01.31.25: Reasoning in the Wild
Speaker: Wenting Zhao, Cornell
Host: Claire Cardie
Abstract: In this talk, I will discuss how to build natural language processing (NLP) systems that solve real-world problems requiring complex reasoning. I will address three key challenges. First, because real-world reasoning tasks often differ from the data used in pretraining, I will introduce WildChat, a dataset of reasoning questions collected from users, and demonstrate how training on it enhances language models’ reasoning abilities. Second, because supervision is often limited in practice, I will describe my approach to enabling models to perform multi-hop reasoning without direct supervision. Finally, since many real-world applications demand reasoning beyond natural language, I will introduce a language agent capable of acting on external feedback. I will conclude by outlining a vision for training the next generation of AI reasoning models.

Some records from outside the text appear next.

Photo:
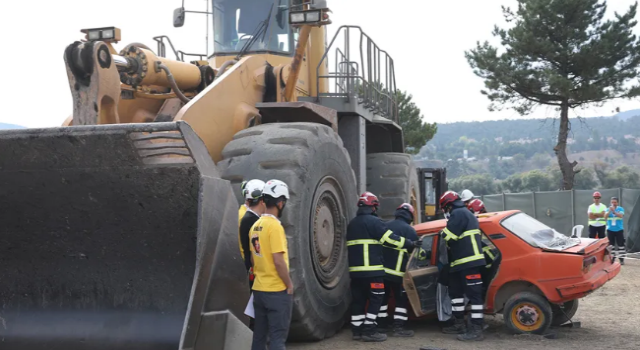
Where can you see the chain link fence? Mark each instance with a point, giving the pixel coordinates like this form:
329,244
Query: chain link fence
564,209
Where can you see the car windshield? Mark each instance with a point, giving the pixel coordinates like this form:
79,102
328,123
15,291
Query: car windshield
236,21
536,233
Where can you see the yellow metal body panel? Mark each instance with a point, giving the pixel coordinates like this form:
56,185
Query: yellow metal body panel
226,106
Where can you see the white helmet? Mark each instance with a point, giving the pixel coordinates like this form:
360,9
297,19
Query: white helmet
253,189
466,195
276,189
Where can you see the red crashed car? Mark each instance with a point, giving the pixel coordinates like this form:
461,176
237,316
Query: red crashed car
536,279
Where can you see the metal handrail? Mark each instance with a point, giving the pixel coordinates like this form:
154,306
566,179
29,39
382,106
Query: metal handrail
375,90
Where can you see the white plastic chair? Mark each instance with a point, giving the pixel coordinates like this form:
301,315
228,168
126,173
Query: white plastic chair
576,232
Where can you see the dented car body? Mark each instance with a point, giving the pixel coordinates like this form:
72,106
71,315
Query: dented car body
536,279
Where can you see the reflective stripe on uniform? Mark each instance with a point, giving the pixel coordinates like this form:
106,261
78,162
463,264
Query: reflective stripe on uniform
467,259
487,250
366,268
448,235
365,254
398,270
357,320
385,238
477,255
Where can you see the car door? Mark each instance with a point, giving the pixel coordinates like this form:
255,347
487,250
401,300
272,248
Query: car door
421,277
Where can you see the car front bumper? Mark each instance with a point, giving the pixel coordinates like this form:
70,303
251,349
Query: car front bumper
579,290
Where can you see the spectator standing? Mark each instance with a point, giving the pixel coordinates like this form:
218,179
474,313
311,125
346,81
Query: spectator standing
597,218
615,229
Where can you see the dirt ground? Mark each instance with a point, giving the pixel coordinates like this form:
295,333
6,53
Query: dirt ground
610,319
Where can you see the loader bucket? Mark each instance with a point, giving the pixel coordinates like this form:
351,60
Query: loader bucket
117,237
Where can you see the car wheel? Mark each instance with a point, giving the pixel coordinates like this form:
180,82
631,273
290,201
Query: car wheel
564,312
527,313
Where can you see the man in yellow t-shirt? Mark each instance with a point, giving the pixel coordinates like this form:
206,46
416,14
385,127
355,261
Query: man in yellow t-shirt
272,287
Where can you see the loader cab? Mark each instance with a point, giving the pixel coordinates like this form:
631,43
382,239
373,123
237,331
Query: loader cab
236,22
433,183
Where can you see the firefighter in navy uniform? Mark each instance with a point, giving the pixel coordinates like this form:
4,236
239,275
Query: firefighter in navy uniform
366,235
395,263
464,242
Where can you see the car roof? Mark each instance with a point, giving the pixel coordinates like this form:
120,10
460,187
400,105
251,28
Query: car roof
437,225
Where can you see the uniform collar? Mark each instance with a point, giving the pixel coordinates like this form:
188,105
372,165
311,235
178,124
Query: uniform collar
272,216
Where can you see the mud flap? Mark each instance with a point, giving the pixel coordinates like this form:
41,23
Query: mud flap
117,237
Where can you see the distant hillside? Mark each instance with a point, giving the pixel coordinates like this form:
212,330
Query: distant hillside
628,114
10,126
507,138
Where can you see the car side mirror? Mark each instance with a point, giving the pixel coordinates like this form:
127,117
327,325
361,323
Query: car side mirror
178,17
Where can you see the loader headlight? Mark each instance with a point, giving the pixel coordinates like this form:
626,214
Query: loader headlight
303,17
108,34
297,17
94,35
313,16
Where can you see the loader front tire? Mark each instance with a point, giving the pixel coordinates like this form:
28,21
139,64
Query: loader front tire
311,159
394,179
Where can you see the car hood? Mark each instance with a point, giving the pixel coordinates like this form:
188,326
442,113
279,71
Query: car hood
550,239
586,246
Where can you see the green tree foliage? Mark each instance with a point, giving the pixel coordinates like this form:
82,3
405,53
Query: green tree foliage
584,180
560,53
478,184
416,132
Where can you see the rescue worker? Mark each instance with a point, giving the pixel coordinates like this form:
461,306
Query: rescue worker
466,196
597,219
243,208
366,235
255,207
395,264
273,288
464,243
615,229
253,197
476,206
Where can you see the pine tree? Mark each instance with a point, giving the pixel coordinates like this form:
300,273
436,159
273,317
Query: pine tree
560,53
416,132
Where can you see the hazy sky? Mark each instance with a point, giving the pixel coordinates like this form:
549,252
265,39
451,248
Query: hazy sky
427,40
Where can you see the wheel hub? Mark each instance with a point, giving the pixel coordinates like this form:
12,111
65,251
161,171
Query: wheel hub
328,230
527,315
324,232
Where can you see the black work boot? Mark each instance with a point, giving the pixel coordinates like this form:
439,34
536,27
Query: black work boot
374,336
474,332
356,335
399,331
459,327
383,328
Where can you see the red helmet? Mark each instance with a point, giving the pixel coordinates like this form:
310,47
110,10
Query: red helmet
408,207
448,198
477,206
368,199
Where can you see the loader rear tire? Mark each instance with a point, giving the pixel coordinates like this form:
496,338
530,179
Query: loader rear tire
394,179
311,159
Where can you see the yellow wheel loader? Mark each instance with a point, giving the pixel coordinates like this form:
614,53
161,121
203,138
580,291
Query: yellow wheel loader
119,229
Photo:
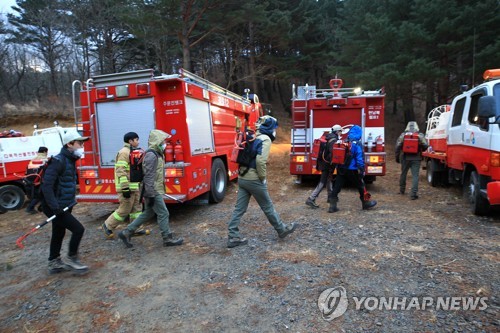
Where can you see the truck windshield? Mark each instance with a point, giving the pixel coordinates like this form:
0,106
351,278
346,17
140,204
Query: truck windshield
496,93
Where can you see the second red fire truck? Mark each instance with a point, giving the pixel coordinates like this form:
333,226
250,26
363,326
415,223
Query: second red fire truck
202,118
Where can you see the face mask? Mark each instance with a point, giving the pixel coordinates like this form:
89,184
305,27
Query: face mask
79,152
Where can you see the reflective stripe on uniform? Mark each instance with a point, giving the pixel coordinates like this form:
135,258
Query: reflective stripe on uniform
118,217
133,216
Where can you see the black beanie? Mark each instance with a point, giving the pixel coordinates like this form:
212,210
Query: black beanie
130,136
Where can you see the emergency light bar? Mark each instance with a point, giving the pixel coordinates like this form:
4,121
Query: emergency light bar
102,93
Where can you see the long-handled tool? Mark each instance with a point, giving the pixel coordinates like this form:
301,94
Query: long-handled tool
171,197
19,241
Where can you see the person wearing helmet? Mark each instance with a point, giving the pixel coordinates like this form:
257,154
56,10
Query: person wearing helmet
127,189
352,170
254,183
59,192
324,164
153,189
32,185
410,160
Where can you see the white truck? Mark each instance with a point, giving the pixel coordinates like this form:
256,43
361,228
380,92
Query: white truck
464,144
15,154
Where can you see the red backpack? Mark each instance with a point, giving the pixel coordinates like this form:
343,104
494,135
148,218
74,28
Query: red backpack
410,143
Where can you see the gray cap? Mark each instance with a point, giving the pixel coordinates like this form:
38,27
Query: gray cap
73,135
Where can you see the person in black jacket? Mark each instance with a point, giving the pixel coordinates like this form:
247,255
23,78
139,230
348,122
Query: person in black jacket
324,165
410,161
59,191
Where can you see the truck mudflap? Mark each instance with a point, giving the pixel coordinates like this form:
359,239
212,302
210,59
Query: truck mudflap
493,192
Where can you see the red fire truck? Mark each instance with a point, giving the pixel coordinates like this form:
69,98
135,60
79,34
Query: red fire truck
464,144
15,153
315,111
203,119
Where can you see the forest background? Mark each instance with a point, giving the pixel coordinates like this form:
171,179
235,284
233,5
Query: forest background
419,51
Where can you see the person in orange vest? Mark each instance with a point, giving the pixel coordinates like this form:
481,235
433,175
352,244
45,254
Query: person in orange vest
410,160
34,184
324,164
128,191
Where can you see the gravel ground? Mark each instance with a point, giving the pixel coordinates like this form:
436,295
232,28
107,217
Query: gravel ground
431,247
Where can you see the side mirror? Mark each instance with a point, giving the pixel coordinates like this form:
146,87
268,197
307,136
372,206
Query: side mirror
487,108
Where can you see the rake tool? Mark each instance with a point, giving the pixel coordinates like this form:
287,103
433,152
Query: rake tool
19,241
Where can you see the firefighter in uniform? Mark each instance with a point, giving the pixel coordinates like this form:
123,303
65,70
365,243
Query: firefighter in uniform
410,160
128,192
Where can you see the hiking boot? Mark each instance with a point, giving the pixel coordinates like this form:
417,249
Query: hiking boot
333,206
107,232
369,204
311,203
75,265
57,266
141,232
125,237
30,211
236,241
288,230
171,241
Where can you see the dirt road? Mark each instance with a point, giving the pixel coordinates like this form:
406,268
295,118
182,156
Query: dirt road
428,248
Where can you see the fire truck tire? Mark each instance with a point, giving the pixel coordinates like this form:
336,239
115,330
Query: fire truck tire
11,197
218,181
433,176
472,191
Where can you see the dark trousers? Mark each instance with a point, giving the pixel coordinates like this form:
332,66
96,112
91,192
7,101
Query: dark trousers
59,225
352,176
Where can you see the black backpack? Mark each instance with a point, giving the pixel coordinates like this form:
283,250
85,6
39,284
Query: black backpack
246,154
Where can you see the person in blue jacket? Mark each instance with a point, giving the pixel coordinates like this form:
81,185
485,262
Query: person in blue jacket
352,170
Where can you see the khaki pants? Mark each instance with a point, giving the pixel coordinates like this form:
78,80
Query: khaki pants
129,207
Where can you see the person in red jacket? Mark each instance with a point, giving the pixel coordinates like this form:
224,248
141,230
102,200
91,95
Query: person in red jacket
410,161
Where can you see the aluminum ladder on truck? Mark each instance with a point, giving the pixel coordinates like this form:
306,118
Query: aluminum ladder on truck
300,122
78,109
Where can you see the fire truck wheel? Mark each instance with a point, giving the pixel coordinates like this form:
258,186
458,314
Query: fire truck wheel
11,197
218,181
472,191
433,176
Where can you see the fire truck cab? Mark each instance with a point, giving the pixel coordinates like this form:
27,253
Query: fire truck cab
315,111
464,144
15,154
202,118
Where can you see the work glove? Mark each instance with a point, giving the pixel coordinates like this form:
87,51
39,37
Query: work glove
126,193
58,211
361,172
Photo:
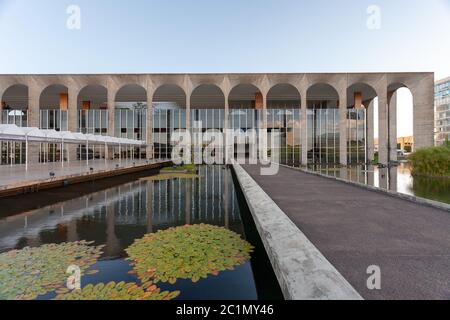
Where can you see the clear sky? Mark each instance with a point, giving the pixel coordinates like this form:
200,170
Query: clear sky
145,36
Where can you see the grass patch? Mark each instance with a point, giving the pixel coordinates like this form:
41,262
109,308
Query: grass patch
431,162
183,168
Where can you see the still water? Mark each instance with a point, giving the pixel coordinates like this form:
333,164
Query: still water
117,215
398,179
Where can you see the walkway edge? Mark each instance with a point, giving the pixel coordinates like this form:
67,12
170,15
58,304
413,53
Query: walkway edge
302,271
395,194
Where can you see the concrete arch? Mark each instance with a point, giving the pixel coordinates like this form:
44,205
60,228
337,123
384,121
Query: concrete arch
131,92
207,96
15,96
368,93
51,97
283,95
95,94
246,96
171,94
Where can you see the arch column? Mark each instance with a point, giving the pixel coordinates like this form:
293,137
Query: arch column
423,112
72,120
392,115
370,130
188,111
1,106
111,110
383,130
34,94
150,154
304,127
343,155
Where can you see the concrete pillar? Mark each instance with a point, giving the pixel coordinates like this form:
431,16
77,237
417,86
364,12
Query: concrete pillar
72,118
383,126
149,206
423,112
225,128
150,154
383,178
370,131
111,115
1,106
393,177
264,96
304,128
188,199
343,127
392,115
188,111
34,94
72,233
112,242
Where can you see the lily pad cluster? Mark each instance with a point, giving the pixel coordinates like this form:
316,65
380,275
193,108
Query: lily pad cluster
28,273
187,252
118,291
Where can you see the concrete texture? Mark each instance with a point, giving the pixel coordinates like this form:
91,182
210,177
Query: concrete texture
302,271
420,84
355,228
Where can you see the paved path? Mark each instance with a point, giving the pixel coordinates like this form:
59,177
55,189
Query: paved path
355,228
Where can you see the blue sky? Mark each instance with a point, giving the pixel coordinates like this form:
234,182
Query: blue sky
224,36
145,36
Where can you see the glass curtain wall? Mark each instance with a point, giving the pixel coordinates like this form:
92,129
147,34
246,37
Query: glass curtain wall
356,144
131,123
13,152
93,122
165,122
323,133
51,119
287,122
244,120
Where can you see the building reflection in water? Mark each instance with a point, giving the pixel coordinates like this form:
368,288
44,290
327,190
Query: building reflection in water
117,216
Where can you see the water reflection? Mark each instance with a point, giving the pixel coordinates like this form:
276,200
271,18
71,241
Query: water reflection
398,179
117,216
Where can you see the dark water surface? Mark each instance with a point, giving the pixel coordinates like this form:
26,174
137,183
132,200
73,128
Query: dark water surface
115,212
398,179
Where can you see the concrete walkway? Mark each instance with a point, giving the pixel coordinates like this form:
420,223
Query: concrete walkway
355,228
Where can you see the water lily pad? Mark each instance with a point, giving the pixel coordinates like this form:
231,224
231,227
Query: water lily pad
25,274
118,291
187,252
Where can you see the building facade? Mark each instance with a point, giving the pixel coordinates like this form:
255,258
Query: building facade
442,103
323,118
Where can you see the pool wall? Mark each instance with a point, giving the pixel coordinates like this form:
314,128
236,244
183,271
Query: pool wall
302,271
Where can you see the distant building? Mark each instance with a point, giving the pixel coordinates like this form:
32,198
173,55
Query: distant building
403,143
442,109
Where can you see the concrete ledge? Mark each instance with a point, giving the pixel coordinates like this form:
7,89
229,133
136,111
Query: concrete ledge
62,181
418,200
302,271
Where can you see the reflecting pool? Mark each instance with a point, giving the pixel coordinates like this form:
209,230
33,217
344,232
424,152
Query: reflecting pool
116,216
397,178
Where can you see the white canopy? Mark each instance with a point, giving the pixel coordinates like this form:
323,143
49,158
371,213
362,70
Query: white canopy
11,132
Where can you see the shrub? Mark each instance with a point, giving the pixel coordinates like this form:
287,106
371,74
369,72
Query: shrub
433,161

02.07.25: Egocentric Computer Vision, for Fun and for Science - To Be Rescheduled
Speaker: David Crandall, Indiana University
Host: Waki Kamino
Abstract: The typical datasets we use to train and test computer vision algorithms consist of millions of consumer-style photos downloaded from the Internet. But this imagery is, arguably, very artificial: it’s significantly different from what humans actually see as they go about their daily lives. Low-cost, lightweight wearable cameras (like GoPro) make it possible to record people's lives from a first-person, "egocentric" perspective that approximates their actual field of view. In this talk, I’ll share some of our recent work on studying computer vision from the egocentric point of view. I'll argue that the egocentric perspective offers an opportunity for a more human-centered approach to computer vision research. In addition to "fun" consumer applications, I’ll talk about our joint work with developmental psychologists that has used first person cameras on young children to better understand how they learn --- and, in the process, how we might improve computer vision.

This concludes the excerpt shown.